Les entreprises concernées par la NAO sont celles où sont constituées une ou plusieurs sections syndicales d’organisations représentatives et dans lesquelles un ou plusieurs délégués syndicaux ont été désignés par des organisations syndicales représentatives.
Toutes les entreprises d’au moins 50 salariés, au sein desquelles au moins un délégué syndical a été désigné, sont donc nécessairement concernées par la NAO.
Mais les entreprises de moins de 50 salariés peuvent aussi être concernées par la NAO, si elles sont dotées d’au moins un délégué syndical. Cela peut être le cas dans deux situations :
- Soit lorsque des dispositions conventionnelles abaissent ou suppriment l'effectif requis pour la désignation d’un délégué syndical (à savoir 50 salariés)
- Soit lorsqu'un membre du CSE élu sur présentation d'une organisation syndicale est désigné comme délégué syndical
Quels sont les thèmes à aborder ?
Les thèmes à aborder lors des négociations annuelles obligatoires sont définis par le Code du travail.
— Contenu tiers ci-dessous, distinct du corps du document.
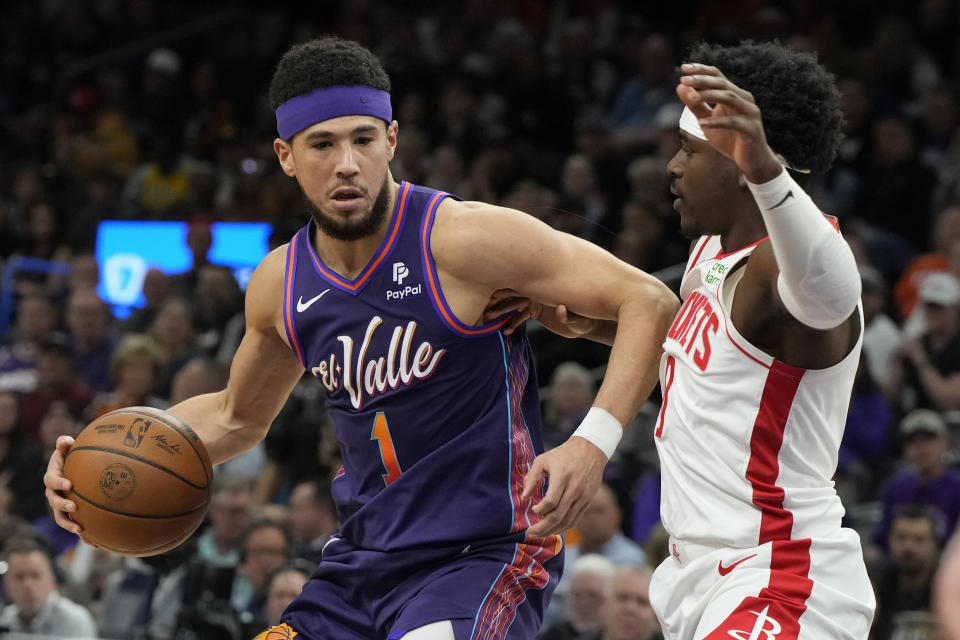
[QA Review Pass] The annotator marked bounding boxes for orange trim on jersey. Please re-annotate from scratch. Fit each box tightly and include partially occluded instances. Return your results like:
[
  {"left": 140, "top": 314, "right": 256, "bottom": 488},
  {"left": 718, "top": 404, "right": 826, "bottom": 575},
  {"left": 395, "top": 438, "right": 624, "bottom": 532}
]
[
  {"left": 420, "top": 192, "right": 511, "bottom": 336},
  {"left": 283, "top": 234, "right": 307, "bottom": 368},
  {"left": 310, "top": 182, "right": 410, "bottom": 291}
]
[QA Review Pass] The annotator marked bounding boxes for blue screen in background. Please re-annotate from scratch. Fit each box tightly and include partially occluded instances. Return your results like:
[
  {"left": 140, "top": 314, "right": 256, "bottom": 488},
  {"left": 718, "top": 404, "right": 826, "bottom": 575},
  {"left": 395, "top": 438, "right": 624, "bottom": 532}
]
[{"left": 96, "top": 220, "right": 273, "bottom": 318}]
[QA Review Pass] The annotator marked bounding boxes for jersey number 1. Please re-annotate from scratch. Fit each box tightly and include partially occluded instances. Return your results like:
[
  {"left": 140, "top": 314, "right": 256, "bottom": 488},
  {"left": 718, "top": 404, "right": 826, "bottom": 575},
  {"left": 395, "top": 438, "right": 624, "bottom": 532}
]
[{"left": 370, "top": 411, "right": 403, "bottom": 484}]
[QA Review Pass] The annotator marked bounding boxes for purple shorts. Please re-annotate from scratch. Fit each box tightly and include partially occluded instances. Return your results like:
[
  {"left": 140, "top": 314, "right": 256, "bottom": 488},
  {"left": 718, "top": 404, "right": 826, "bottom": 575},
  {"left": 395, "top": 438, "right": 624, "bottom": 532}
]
[{"left": 283, "top": 534, "right": 563, "bottom": 640}]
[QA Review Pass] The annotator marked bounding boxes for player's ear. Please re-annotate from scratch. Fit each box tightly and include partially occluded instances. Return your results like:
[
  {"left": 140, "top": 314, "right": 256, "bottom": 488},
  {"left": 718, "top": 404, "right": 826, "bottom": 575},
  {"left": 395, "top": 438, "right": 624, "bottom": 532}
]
[{"left": 273, "top": 138, "right": 297, "bottom": 178}]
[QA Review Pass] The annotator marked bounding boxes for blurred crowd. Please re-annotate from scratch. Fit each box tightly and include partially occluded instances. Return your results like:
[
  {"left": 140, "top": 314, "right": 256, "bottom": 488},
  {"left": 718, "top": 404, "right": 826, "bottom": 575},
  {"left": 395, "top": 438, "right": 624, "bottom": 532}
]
[{"left": 0, "top": 0, "right": 960, "bottom": 640}]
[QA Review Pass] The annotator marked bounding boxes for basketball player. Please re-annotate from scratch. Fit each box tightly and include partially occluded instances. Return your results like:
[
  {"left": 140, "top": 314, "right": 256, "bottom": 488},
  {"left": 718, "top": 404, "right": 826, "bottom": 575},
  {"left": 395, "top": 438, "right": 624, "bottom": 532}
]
[
  {"left": 498, "top": 43, "right": 874, "bottom": 640},
  {"left": 46, "top": 38, "right": 678, "bottom": 640}
]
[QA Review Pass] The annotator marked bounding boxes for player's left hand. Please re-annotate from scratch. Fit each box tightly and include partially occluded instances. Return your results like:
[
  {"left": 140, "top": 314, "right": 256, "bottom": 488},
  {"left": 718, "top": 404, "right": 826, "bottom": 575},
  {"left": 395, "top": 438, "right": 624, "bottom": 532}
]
[
  {"left": 677, "top": 63, "right": 783, "bottom": 184},
  {"left": 520, "top": 437, "right": 607, "bottom": 538}
]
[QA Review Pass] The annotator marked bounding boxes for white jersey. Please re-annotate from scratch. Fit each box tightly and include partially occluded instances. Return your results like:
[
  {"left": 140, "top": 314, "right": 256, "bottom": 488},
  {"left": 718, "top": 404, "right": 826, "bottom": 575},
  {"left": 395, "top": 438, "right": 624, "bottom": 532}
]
[{"left": 654, "top": 236, "right": 863, "bottom": 548}]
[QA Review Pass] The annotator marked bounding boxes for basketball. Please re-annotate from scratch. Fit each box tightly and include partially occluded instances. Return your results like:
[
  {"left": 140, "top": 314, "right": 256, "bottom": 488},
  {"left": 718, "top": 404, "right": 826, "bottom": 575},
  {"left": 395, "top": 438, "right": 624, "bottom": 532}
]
[{"left": 63, "top": 407, "right": 213, "bottom": 556}]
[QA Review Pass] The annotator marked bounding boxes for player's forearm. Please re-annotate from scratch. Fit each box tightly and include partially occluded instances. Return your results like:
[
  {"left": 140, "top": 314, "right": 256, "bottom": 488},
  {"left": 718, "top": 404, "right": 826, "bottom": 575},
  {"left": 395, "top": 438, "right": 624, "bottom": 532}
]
[
  {"left": 168, "top": 391, "right": 269, "bottom": 464},
  {"left": 594, "top": 288, "right": 680, "bottom": 426},
  {"left": 748, "top": 170, "right": 860, "bottom": 330}
]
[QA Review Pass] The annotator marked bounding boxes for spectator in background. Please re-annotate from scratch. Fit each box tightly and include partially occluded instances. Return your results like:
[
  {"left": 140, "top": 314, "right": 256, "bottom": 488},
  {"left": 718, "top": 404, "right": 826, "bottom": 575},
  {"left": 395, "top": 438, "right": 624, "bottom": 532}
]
[
  {"left": 13, "top": 200, "right": 70, "bottom": 262},
  {"left": 871, "top": 505, "right": 941, "bottom": 640},
  {"left": 933, "top": 529, "right": 960, "bottom": 640},
  {"left": 854, "top": 116, "right": 936, "bottom": 255},
  {"left": 287, "top": 479, "right": 339, "bottom": 563},
  {"left": 0, "top": 391, "right": 47, "bottom": 521},
  {"left": 21, "top": 332, "right": 93, "bottom": 446},
  {"left": 547, "top": 482, "right": 646, "bottom": 621},
  {"left": 873, "top": 409, "right": 960, "bottom": 560},
  {"left": 0, "top": 537, "right": 97, "bottom": 640},
  {"left": 537, "top": 553, "right": 616, "bottom": 640},
  {"left": 230, "top": 520, "right": 292, "bottom": 630},
  {"left": 886, "top": 272, "right": 960, "bottom": 412},
  {"left": 172, "top": 214, "right": 213, "bottom": 299},
  {"left": 0, "top": 294, "right": 57, "bottom": 392},
  {"left": 587, "top": 564, "right": 663, "bottom": 640},
  {"left": 609, "top": 33, "right": 678, "bottom": 154},
  {"left": 197, "top": 476, "right": 253, "bottom": 567},
  {"left": 896, "top": 203, "right": 960, "bottom": 320},
  {"left": 859, "top": 264, "right": 902, "bottom": 382},
  {"left": 834, "top": 352, "right": 893, "bottom": 504},
  {"left": 266, "top": 558, "right": 315, "bottom": 626},
  {"left": 67, "top": 289, "right": 117, "bottom": 393},
  {"left": 192, "top": 264, "right": 244, "bottom": 362},
  {"left": 123, "top": 268, "right": 173, "bottom": 333},
  {"left": 89, "top": 334, "right": 167, "bottom": 420},
  {"left": 148, "top": 297, "right": 198, "bottom": 398}
]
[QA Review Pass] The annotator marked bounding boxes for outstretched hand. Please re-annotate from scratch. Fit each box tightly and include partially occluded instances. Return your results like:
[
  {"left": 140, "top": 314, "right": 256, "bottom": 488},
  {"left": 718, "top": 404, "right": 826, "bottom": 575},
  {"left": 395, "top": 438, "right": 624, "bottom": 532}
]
[
  {"left": 677, "top": 63, "right": 783, "bottom": 184},
  {"left": 520, "top": 436, "right": 607, "bottom": 538},
  {"left": 43, "top": 436, "right": 83, "bottom": 534}
]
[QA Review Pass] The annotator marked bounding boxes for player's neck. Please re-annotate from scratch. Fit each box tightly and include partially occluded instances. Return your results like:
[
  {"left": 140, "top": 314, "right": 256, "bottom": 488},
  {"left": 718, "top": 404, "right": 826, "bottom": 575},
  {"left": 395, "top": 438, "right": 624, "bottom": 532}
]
[
  {"left": 720, "top": 206, "right": 768, "bottom": 253},
  {"left": 313, "top": 179, "right": 399, "bottom": 280}
]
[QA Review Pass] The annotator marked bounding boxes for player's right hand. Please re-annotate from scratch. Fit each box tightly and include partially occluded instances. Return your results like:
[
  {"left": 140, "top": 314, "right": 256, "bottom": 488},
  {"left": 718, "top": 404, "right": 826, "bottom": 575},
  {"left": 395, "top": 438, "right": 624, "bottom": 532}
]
[{"left": 43, "top": 436, "right": 83, "bottom": 534}]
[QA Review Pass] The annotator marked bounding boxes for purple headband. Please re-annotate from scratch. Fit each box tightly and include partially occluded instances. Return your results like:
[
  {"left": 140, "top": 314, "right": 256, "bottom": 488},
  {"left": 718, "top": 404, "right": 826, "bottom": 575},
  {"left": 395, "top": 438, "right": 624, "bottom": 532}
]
[{"left": 276, "top": 84, "right": 393, "bottom": 141}]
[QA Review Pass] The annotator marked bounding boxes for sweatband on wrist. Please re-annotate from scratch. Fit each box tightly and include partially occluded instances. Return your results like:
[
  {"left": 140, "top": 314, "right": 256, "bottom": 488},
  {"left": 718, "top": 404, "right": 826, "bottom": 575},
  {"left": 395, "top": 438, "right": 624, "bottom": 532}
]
[
  {"left": 275, "top": 84, "right": 393, "bottom": 142},
  {"left": 570, "top": 407, "right": 623, "bottom": 460},
  {"left": 678, "top": 106, "right": 810, "bottom": 173},
  {"left": 747, "top": 171, "right": 861, "bottom": 330}
]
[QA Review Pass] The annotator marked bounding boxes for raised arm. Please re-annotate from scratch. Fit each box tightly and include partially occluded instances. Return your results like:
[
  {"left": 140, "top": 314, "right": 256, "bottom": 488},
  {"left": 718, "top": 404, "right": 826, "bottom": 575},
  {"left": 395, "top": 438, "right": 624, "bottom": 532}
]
[
  {"left": 168, "top": 245, "right": 303, "bottom": 464},
  {"left": 677, "top": 64, "right": 860, "bottom": 331},
  {"left": 431, "top": 201, "right": 679, "bottom": 535}
]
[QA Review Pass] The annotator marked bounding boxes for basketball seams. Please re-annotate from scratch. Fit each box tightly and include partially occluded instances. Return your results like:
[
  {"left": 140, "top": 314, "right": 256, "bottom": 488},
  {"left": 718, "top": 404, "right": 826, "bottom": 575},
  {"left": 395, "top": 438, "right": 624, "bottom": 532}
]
[
  {"left": 70, "top": 489, "right": 207, "bottom": 520},
  {"left": 68, "top": 444, "right": 210, "bottom": 493},
  {"left": 98, "top": 407, "right": 212, "bottom": 489}
]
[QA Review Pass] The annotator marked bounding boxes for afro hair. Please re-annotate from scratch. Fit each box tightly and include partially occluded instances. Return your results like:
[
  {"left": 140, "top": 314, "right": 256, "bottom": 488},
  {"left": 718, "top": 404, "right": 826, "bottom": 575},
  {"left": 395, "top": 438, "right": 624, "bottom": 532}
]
[
  {"left": 687, "top": 40, "right": 844, "bottom": 175},
  {"left": 270, "top": 36, "right": 390, "bottom": 110}
]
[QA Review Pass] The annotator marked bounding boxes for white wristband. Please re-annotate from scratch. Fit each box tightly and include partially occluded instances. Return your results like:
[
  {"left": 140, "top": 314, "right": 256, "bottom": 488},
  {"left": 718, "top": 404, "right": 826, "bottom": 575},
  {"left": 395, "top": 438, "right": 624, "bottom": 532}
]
[{"left": 571, "top": 407, "right": 623, "bottom": 460}]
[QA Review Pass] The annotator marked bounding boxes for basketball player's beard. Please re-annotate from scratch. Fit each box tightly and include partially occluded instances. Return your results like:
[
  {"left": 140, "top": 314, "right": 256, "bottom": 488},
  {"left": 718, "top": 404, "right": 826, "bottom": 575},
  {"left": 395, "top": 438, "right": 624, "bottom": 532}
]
[{"left": 310, "top": 173, "right": 390, "bottom": 242}]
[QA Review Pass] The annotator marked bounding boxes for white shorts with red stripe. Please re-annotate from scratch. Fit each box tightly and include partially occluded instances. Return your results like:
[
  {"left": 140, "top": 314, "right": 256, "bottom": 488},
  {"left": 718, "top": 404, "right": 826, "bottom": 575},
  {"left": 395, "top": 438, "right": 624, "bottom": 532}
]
[{"left": 650, "top": 529, "right": 876, "bottom": 640}]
Les sujets à négocier obligatoirement sont regroupés en trois blocs :
Négociation annuelle sur la rémunération, le temps de travail et le partage de la valeur ajoutée dans l'entreprise
Cette négociation porte sur :
- Les salaires effectifs,
- La durée effective et l'organisation du temps de travail,
- L'intéressement, la participation et l'épargne salariale,
- Le suivi de la mise en œuvre des mesures visant à supprimer les écarts de rémunération et les différences de déroulement de carrière entre les femmes et les hommes.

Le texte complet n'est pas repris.